Déjà ; déjà le silence, plat le silence, plat le calme. L'absence, le manque, la peur et l'oubli, déjà plus rien, encore plus rien qu'avant, juste sur ma peau le souvenir éteint de ce dernier frisson, lointain. Demain je recommencerai, j'aime tant la vie. 

Texte, © Joël Carayon 

mardi 12 mai 2015

Voisinages

Le radeau de la Méduse, © Photo RMN-Grand Palais - D. Arnaudet
Il faut avoir peur, peur de tout. Peur de sa propre peur. Et j'ai peur de ma peur.
 
Je suis peureux comme d'autres sont heureux mais je ne suis heureux qu'avec mes frères peureux.
J'ai peur, peur... peur...de, sans rien au bout qui désigne ma peur, rien derrière le de, peur de ? Eux. Peur d'eux, j'ai peur d'eux ! C'est mieux, beaucoup mieux.

J'ai peur d'eux !
D'eux d'où d'ailleurs?
J'ai peur d'eux qui sont d'ailleurs!

Mon ventre mes tripes, j'ai la peur au ventre, viscérale. J'ai mal aux tripes, mal à cause, à cause de ? A cause d'eux ! A cause d'eux d'ailleurs qui traversent nos flots sur le corps noyé de leurs aînés.
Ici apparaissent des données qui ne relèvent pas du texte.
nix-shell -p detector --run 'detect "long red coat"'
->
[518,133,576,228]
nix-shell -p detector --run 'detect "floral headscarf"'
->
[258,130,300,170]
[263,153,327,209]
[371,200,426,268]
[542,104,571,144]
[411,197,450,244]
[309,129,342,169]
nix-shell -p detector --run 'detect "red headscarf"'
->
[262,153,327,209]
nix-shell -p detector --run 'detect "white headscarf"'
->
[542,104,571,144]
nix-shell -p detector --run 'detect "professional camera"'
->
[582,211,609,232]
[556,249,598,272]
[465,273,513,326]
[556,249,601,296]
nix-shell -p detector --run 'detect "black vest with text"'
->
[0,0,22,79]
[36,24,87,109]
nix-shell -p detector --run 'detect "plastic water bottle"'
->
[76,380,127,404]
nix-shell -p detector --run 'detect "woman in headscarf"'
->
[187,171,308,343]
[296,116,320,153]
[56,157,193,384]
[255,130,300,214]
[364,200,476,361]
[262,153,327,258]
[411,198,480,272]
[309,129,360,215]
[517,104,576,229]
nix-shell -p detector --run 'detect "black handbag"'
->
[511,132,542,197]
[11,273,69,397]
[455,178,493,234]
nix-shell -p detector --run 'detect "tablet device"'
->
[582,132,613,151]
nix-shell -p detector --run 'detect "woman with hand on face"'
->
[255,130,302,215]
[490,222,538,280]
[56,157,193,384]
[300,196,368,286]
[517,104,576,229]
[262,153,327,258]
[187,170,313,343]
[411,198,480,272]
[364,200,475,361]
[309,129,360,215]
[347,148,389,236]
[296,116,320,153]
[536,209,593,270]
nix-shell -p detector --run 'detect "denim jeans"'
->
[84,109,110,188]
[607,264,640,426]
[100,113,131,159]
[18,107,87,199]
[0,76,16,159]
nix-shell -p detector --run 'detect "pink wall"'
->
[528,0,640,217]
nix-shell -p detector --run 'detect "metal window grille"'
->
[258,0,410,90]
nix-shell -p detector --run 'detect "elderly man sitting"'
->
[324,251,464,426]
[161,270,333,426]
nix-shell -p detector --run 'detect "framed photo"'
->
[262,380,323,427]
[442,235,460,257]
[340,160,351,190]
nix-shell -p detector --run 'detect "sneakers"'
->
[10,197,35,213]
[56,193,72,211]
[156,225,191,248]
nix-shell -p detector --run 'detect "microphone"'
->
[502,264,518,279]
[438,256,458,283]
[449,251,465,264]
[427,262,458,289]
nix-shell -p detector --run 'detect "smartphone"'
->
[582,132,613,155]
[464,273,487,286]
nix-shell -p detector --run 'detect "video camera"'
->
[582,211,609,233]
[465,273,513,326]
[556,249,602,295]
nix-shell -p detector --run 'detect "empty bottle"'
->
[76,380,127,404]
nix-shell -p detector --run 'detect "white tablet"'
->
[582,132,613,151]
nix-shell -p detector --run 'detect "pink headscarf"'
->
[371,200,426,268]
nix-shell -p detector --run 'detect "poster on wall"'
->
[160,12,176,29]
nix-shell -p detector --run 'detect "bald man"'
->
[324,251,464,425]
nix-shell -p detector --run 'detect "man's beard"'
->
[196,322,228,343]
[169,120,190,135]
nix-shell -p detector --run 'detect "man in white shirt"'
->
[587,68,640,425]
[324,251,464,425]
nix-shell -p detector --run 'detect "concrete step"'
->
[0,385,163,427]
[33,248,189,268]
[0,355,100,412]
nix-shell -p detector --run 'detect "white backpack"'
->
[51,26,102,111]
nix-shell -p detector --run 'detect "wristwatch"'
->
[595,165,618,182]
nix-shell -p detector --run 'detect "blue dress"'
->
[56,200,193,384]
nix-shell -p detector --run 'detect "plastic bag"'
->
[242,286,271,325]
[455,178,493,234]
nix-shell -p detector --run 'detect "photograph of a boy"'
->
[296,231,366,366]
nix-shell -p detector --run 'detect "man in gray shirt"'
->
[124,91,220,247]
J'ai peur d'eux qui rôdent derrière mon ciel bleu, qui triment de l'autre côté de mon miroir bleu, côte à côte de chaque coté. Et là bas sur l'autre face leurs voiles noires, et dedans l'envers de nos vies.

Ils rôdent sur l'autre bord de ma mer bleue aux îles d'or ensoleillées. Ils cherchent un passage pour leur rêve, une faille dans ma vigilance, une once d'apitoiement, le véhicule d'une larme, l'usage d'une faiblesse.

Eux et nous, face à face, double face.

Texte, © Joël Carayon 


mercredi 6 mai 2015

Voisinades


Un deux trois n'allons plus au bois
quatre cinq six, loup y es tu, que fais tu ?
Cessez vos rires charmants enfants
Les loups ouh sont entrés dans nos vies.

Un deux trois ils sont passés par là,
quatre cinq six repassent par ici.
Ils courent ils courent
et remplissent nos rues.

Ils sont là teint mat et cheveux noirs
dans leur bouche un miel qui cache mal leur fiel.

Et puis leurs voiles et puis leurs voix 
dans la légende de nos siècles,
voix trouées de bombes,
dix onz' douz' et nos corps, brisés dans les tombes.

Un deux trois eux qui connivencent
quatre cinq six eux qui manigancent
sept huit neuf qui peste, et choléra
et bourrent et bour et ratatam.

Tremblez charmants enfants, ils viennent par la mer
pavée des corps noyés de leurs frères aînés.

Eux l'étrange miroir nous déformant si mal.